Memory Overhead: LLMs based on Transformer architectures cache the key-value states of all previous tokens during inference. This memory footprint balloons with sequence length, eventually exhausting GPU memory.

Performance Decline: More critically, LLMs lose their abilities when context lengths exceed those seen during pre-training. For example, a model trained on 4,000 token texts fails on longer sequences.

Real-world services like chatbots, tutoring systems, and voice assistants often need to maintain prolonged interactions. But LLMs' limited context capacity hampers their deployment in such streaming settings. Prior research attempted to expand the training corpus length or optimize memory usage, but fundamental barriers remained.

Windowed Attention and Its Limitations​

An intuitive technique called windowed attention emerged to mitigate LLMs' memory overhead. Here, only the key-values of the most recent tokens within a fixed cache size are retained. Once this rolling cache becomes full, the earliest states are evicted. This ensures constant memory usage and inference time.

However, an annoying phenomenon occurs - the model's predictive performance drastically deteriorates soon after the starting tokens fade from the cache. But why should removing seemingly unimportant old tokens impact future predictions so severely?

The Curious Case of Attention Sinks​

Analyzing this conundrum revealed the LLM's excessive attention towards initial tokens, making them act as "attention sinks." Even if semantically irrelevant, they attract high attention scores across layers and heads.

The reason lies in the softmax normalization of attention distributions. Some minimal attention must be allocated across all context tokens due to the softmax function’s probabilistic nature. The LLM dumps this unnecessary attention into specific tokens - preferentially the initial ones visible to all subsequent positions.

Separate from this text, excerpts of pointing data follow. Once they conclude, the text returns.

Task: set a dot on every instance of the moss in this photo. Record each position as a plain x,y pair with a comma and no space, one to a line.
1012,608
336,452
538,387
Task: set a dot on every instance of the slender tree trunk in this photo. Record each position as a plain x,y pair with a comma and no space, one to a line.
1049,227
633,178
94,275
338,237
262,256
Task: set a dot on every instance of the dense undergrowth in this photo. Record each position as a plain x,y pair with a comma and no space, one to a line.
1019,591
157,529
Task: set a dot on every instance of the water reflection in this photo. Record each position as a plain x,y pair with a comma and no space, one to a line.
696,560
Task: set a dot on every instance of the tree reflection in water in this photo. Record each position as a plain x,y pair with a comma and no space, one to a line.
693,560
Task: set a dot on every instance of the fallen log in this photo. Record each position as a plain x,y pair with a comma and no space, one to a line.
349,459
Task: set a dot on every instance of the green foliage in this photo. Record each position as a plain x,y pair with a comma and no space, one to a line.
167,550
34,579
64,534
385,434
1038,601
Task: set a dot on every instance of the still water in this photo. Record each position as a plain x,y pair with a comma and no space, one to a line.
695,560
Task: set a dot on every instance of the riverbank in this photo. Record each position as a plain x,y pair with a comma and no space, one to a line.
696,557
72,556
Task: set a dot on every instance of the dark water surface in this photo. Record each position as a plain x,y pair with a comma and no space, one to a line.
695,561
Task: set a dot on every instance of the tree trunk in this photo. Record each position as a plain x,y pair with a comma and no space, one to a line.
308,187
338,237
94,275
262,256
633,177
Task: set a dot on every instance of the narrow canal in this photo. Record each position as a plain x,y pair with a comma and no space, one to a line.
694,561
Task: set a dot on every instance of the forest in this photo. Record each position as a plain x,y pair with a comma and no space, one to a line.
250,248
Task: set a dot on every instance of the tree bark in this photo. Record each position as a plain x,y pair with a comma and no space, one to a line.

Critically, evicting the key-values of these attention sinks warped the softmax attention distribution. This destabilized the LLM's predictions, explaining windowed attention's failure.

StreamingLLM: Caching Initial Sinks and Recent Tokens​

Leveraging this insight, the researchers devised StreamingLLM - a straightforward technique to enable infinite-length modeling in already trained LLMs, without any fine-tuning.

The key innovation is maintaining a small cache containing initial "sink" tokens alongside only the most recent tokens. Specifically, adding just 4 initial tokens proved sufficient to recover the distribution of attention scores back to normal levels. StreamingLLM combines this compact set of anchored sinks with a rolling buffer of recent key-values relevant for predictions.

(There are some interesting parallels to a similar paper in ViT research around registers, which you can read here.)

This simple restoration allowed various LLMs like GPT-3, PaLM and LaMDA to smoothly handle context lengths exceeding 4 million tokens - a 1000x increase over their training corpus! Dumping unnecessary attention into the dedicated sinks prevented distortion, while recent tokens provided relevant semantics.

StreamingLLM achieved up to 22x lower latency than prior approaches while retaining comparable perplexity. So by removing this key bottleneck, we may be able to enable practical streaming deployment of LLMs in interactive AI systems.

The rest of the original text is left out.